Members of the EKC/KEOPS complex – TPRKB, PRPK, OSGEP, LAGE3, and recently identified C14ORF142 – are highly conserved from yeast to mammals. In yeast this complex has been shown to regulate telomere length maintenance, tRNA modification, and transcriptional processes(14,15,17–19). Further, the yeast ortholog of TPRKB, CGI-121, is non-essential for the tRNA modifying functions and instead acts as an allosteric regulator of the complex in this context(18). Importantly, yeast lack TP53, and there are relatively few studies examining the role of the EKC/KEOPS complex and its constituents in humans. Consistent with our data, a recent study in multiple myeloma demonstrated that knockdown of PRPK, an atypical kinase that can also interact with and phosphorylate TP53, inhibits cellular growth independent of TP53-status (33). PRPK expression has also been associated with invasion and metastasis potential of colorectal cancer (34). Little is known about the other EKC/KEOPS complex members in cancer, however, a recent study found that mutations in EKC/KEOPS complex members drive Galloway-Mowat syndrome, a rare condition characterized by early-onset nephrotic syndrome and microcephaly(22). Braun et al. found that mutation or knockdown of OSGEP, PRPK, or TPRKB led to reduced cellular proliferation in human podocytes, and knockout was embryonic lethal in zebra fish and mice. These results, coupled with our lack of effect in multiple TP53 wild-type benign immortalized cell lines, suggests that general dependency on the EKC/KEOPS complex may be related to TP53 status, cellular identity and development, which must be considered in any effort to therapeutically target TPRKB.

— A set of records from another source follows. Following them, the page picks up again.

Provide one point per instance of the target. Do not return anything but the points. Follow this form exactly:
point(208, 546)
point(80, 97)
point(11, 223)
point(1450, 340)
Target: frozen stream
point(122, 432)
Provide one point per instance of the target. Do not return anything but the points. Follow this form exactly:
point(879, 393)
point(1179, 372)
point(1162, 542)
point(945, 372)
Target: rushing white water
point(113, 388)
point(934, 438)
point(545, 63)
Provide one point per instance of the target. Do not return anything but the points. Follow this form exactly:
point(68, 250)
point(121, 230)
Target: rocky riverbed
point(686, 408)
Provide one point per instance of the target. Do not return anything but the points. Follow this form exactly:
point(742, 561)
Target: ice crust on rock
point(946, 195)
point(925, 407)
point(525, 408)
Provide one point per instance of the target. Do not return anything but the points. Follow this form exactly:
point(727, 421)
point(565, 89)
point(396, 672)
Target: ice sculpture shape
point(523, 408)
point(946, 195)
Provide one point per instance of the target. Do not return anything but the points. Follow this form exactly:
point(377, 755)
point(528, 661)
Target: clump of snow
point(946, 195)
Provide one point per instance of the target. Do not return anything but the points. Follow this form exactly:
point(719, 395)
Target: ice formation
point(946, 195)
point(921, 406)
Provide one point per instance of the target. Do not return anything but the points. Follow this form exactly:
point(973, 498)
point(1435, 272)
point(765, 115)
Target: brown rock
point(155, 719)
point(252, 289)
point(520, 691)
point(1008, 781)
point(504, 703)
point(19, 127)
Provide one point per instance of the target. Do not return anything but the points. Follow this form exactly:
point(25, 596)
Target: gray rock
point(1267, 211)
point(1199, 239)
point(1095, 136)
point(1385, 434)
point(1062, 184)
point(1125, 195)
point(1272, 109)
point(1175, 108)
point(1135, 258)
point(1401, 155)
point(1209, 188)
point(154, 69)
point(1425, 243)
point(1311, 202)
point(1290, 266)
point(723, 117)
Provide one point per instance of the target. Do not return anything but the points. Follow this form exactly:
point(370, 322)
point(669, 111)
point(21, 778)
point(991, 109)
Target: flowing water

Although PRPK is the only member of the EKC/KEOPS complex to directly interact with TPRKB and TP53, we confirmed previous reports that TPRKB and TP53 do not directly interact(13). However, herein we demonstrate that TP53 induces TPRKB degradation in a concentration-dependent manner that can be alleviated either through PRPK expression or proteosomal inhibition (Fig 7A), providing a potential mechanism for TPRKB dependency only in the presence of TP53 alterations (Fig 7B). Our results further support the expression of anti-apoptotic proteins—including BCL2L1 and BCL2—as potential mediators of TPRKB dependency in H358 and SJSA-1 cells, consistent with the known convergence of TP53 and BCL proteins in cancer apoptosis (27). Ongoing studies are further exploring the mechanism driving TPRKB dependency across TP53 altered cancers.

Figure 7-. Model of TPRKB dependency in TP53-deficient cells.

A) Interactions between PRPK and TPRKB lead to TPRKB stabilization, while the presence of TP53 leads to reduced TPRKB levels. Additionally, TP53 is able to mediate TPRKB degradation through the proteasome, despite the fact that TPRKB and TP53 do not directly interact. Influences of these proteins may be key in phenotypes we witness. B) In cells that maintain wild-type TP53, loss of TPRKB does not have a profound effect on cell viability. In cells in which TP53 is perturbed, either through loss of wild-type protein, mutation of TP53, or disturbance of TP53 in some other manner (i.e. MDM2 amplification), TPRKB depletion leads to a reduction in cell proliferation.

In summary, we identified and validated TPRKB dependency across cancer cell lines harboring a range of TP53 alterations, including TP53 missense mutations, MDM2 amplifications, and TP53 loss, with minimal effect in benign or cancer cell lines with wild-type TP53. Hence, TPRKB may represent a therapeutic vulnerability that can be exploited for therapeutic targeting of TP53, the most frequently altered gene in human cancer.

IMPLICATIONS.

Cancer cells with genomic alterations in TP53 are dependent on TPRKB.